A global synthesis quantifies the effect of an understudied dimension of climate change
A new Global Drylands Center report published in Global Change Biology addresses the influence of drylands on the global carbon cycle under climate change conditions. Using a data synthesis approach, senior manager of GDC Laureano Gherardi and founding director of GDC Osvaldo Sala reached robust conclusions.
Although projections of climate change anticipating increases in precipitation variability and extreme events are part of the public and scientific narrative, the effects of inter-annual precipitation variance per se on ecosystem functioning have been largely understudied.
This global synthesis indicated that increased precipitation coefficient of variation decreased primary productivity in drylands globally. The effect of precipitation inter-annual variability on dryland productivity changes from positive to negative along a precipitation gradient.

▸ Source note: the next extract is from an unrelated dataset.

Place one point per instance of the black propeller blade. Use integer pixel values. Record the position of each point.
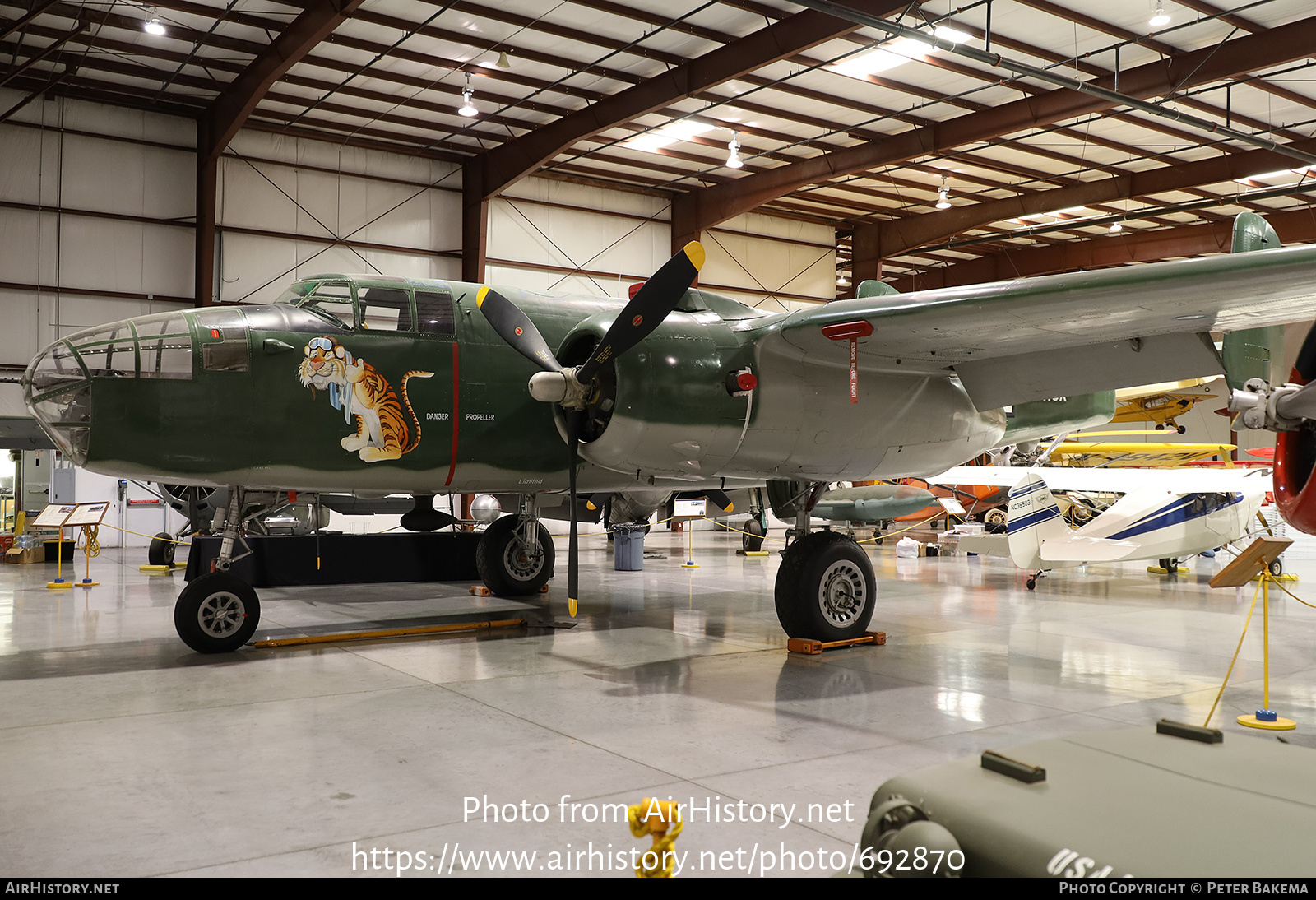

Desert sites with mean precipitation under 300 millimeters per year responded positively to increases in precipitation variability, whereas prairie sites with mean precipitation over 300 millimeters per year responded negatively.
Given the large extension of dryland ecosystems, increased precipitation variability per se may result in a decline in global carbon dioxide sequestration of about 0.1 to 0.3 picograms of carbon per year. This decline represents four to 12 percent of the mean carbon sink reported by the Global Carbon Project for the last decade.